CHP ve Yargıtay, birlikte bu mahkemelere karşı çıkmışlar, “bölge mahkemeleri” ülkeyi bölermiş.
Yargıtay kendi işini yapmıyor, dosyaları zamanında karara bağlayamıyor ama hiç de onun işi olmayan“bölünme” konusuyla ilgileniyor.
Onlar bu saçmalıklarla uğraşırken de Hizbullahçılar, mafyacılar, katiller hapishanelerden salıveriliyor.
Yargıtay, bir hukuk kurumu gibi değil politik bir parti gibi davranıyor çünkü.

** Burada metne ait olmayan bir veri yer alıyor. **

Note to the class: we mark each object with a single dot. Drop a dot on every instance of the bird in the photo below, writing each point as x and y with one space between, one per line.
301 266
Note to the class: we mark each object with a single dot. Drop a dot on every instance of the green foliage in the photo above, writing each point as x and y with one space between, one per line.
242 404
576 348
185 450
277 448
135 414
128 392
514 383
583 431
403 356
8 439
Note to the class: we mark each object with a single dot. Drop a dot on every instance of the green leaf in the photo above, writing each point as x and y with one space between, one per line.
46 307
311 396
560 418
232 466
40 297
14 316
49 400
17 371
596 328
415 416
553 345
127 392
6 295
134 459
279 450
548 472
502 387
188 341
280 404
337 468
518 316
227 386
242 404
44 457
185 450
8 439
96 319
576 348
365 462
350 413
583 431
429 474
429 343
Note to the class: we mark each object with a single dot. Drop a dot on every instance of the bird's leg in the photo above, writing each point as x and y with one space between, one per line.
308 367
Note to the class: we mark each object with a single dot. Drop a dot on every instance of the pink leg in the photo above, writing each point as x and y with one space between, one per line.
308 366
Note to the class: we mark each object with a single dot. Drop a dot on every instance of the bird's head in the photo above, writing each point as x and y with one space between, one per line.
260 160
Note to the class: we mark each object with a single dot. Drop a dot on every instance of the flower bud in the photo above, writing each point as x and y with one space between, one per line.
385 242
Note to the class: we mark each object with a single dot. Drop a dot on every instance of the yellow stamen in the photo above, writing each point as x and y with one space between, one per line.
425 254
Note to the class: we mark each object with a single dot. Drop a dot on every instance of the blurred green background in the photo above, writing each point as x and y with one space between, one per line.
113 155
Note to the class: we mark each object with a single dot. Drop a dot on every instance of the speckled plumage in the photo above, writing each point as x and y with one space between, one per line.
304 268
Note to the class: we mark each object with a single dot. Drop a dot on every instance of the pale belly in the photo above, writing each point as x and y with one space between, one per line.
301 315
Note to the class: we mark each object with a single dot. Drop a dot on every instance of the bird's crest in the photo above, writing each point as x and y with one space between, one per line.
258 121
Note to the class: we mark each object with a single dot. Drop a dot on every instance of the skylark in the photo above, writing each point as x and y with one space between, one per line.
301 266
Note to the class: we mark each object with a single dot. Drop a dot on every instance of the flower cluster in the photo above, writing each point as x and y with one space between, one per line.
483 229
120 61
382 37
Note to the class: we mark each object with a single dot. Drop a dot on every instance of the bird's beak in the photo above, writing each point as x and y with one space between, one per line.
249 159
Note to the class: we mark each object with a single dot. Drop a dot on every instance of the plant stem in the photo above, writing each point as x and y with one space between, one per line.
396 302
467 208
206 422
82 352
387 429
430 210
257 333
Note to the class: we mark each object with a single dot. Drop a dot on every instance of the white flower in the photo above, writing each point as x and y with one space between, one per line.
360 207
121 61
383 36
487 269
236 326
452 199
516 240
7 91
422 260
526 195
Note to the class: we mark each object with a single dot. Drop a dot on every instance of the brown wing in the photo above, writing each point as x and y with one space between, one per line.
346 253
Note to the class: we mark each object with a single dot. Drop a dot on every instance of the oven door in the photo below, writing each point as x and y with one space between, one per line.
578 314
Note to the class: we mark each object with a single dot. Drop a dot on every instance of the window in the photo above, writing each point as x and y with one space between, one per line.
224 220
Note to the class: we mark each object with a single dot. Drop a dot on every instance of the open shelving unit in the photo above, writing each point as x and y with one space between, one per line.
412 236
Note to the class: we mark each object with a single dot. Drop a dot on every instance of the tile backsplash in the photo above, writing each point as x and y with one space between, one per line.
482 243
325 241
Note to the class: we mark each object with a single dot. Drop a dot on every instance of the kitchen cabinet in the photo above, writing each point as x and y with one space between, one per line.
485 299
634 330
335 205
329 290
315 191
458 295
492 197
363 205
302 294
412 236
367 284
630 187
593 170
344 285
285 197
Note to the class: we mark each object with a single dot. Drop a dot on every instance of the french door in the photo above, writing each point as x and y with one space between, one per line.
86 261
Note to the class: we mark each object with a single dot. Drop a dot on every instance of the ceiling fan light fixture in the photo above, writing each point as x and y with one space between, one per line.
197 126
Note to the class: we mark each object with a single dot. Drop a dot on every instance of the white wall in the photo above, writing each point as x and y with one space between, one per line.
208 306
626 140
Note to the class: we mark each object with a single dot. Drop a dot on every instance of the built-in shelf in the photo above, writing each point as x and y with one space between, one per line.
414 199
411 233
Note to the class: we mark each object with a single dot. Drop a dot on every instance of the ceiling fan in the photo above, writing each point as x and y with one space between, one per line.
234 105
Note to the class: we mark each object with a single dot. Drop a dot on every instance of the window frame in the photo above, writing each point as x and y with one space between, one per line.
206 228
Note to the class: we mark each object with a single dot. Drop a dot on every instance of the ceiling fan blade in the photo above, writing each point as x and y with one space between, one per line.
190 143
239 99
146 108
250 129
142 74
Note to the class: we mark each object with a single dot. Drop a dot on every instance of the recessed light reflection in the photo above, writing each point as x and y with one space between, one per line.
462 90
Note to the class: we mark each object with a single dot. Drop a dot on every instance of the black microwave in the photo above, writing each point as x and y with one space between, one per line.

Halkı, adaleti, hukuku, yargıyı değil “devletin bugünkü yapısını” korumakla yükümlüler.
İyi de yargı “devleti korumakla” kendini görevlendirirse, “halkı korumakla” kim uğraşacak?
Halk mı? Ne saçma bir soru... Halktan Birinci Cumhuriyet’in yargısına ne?
Haberal’la Cihaner’i ve diğer devlet görevlilerini kurtarır, öbürlerini hapishanede tutarsın, dosyalarını karara bağlamazsın.
Sonra bir yasa değişir, müebbetle yargılananlar dışarı çıkar, sen de Yargıtay olarak politikacıları suçlarsın.
Bu cumhuriyet öldü.
Duyduğunuz koku, bir devletin içinde saklanmaya çalışılan bir cesedin kokusu.
Dayanabildiğiniz kadar dayanırsınız bu kokuya.
Dayanamadığınızda, yeni ve demokratik bir cumhuriyet nasıl kurulacak konuşmaya başlarız.